至此mmap分析完了。等等,还有mm_populate需要分析一下。
static inline void mm_populate(unsigned long addr, unsigned long len) { /* Ignore errors */ (void) __mm_populate(addr, len, 1); } /* * __mm_populate - populate and/or mlock pages within a range of address space. * * This is used to implement mlock() and the MAP_POPULATE / MAP_LOCKED mmap * flags. VMAs must be already marked with the desired vm_flags, and * mmap_lock must not be held. */ int __mm_populate(unsigned long start, unsigned long len, int ignore_errors) { struct mm_struct *mm = current->mm; unsigned long end, nstart, nend; struct vm_area_struct *vma = NULL; int locked = 0; long ret = 0; end = start + len; for (nstart = start; nstart < end; nstart = nend) { /* * We want to fault in pages for [nstart; end) address range. * Find first corresponding VMA. */ if (!locked) { locked = 1; mmap_read_lock(mm); vma = find_vma_intersection(mm, nstart, end); } else if (nstart >= vma->vm_end) vma = find_vma_intersection(mm, vma->vm_end, end); if (!vma) break; /* * Set [nstart; nend) to intersection of desired address * range with the first VMA. Also, skip undesirable VMA types. */ nend = min(end, vma->vm_end); if (vma->vm_flags & (VM_IO | VM_PFNMAP)) continue; if (nstart < vma->vm_start) nstart = vma->vm_start; /* * Now fault in a range of pages. populate_vma_page_range() * double checks the vma flags, so that it won't mlock pages * if the vma was already munlocked. */ ret = populate_vma_page_range(vma, nstart, nend, &locked); if (ret < 0) { if (ignore_errors) { ret = 0; continue; /* continue at next VMA */ } break; } nend = nstart + ret * PAGE_SIZE; ret = 0; } if (locked) mmap_read_unlock(mm); return ret; /* 0 or negative error code */ }
一般内核分配内存的时候只是把vma建好,其实物理内存还没有分配,但是如果使用了mlock()或者在分配内存时使用MAP_POPULATE 或MAP_LOCKED标志就会调用mm_populate主动分配物理页。populate意思是填充。mm_populate的入参是要填充页表的的虚拟地址范围。它直接调用__mm_populate。后者会以入参为范围查找vma,找到后调用populate_vma_page_range。

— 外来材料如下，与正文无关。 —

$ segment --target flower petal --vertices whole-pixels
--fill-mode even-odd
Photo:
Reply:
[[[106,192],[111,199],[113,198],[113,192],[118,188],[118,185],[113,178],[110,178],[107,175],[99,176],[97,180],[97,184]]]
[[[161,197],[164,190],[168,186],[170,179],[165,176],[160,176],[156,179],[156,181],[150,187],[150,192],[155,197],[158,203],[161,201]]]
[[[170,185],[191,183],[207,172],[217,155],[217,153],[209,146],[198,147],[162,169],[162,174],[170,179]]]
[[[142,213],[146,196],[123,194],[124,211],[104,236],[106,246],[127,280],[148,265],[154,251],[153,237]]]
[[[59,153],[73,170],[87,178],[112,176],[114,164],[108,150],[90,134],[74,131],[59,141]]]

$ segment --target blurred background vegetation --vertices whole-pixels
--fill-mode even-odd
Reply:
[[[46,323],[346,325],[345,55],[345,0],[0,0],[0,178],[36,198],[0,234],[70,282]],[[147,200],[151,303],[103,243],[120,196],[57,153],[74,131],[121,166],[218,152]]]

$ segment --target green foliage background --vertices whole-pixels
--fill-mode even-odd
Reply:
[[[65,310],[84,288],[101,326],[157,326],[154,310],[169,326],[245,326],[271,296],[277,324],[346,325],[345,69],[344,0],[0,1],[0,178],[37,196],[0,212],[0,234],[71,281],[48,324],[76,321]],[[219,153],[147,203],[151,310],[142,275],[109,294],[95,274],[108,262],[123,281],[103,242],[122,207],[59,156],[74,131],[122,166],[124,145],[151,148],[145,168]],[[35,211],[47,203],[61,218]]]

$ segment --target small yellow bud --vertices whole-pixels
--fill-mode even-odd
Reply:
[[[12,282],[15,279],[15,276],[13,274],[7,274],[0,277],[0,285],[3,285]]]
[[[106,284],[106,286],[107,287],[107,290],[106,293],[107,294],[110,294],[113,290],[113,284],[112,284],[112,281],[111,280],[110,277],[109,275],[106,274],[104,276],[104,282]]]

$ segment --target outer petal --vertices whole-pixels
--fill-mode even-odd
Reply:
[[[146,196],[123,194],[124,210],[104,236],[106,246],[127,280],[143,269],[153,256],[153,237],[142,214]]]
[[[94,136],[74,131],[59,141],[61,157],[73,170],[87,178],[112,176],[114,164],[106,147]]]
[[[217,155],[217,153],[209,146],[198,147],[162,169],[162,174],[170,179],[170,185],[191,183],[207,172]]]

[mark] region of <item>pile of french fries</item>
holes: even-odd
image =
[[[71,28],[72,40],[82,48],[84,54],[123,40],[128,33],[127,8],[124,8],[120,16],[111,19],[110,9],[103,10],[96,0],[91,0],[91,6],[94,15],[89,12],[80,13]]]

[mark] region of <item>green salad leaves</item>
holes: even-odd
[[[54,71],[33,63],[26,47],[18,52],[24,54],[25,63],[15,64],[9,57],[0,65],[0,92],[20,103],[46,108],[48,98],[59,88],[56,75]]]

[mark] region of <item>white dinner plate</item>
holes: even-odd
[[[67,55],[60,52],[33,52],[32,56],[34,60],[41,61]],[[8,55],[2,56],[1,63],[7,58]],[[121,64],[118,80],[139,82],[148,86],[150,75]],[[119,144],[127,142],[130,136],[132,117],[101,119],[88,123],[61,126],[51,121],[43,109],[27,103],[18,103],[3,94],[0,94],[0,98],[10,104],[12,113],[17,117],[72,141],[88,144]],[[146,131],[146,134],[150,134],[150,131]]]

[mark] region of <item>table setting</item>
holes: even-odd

/** * populate_vma_page_range() - populate a range of pages in the vma. * @vma: target vma * @start: start address * @end: end address * @locked: whether the mmap_lock is still held * * This takes care of mlocking the pages too if VM_LOCKED is set. * * Return either number of pages pinned in the vma, or a negative error * code on error. * * vma->vm_mm->mmap_lock must be held. * * If @locked is NULL, it may be held for read or write and will * be unperturbed. * * If @locked is non-NULL, it must held for read only and may be * released. If it's released, *@locked will be set to 0. */ long populate_vma_page_range(struct vm_area_struct *vma, unsigned long start, unsigned long end, int *locked) { ... /* * We made sure addr is within a VMA, so the following will * not result in a stack expansion that recurses back here. */ ret = __get_user_pages(mm, start, nr_pages, gup_flags, NULL, locked ? locked : &local_locked); ... return ret; }
populate_vma_page_range最终调用__get_user_pages。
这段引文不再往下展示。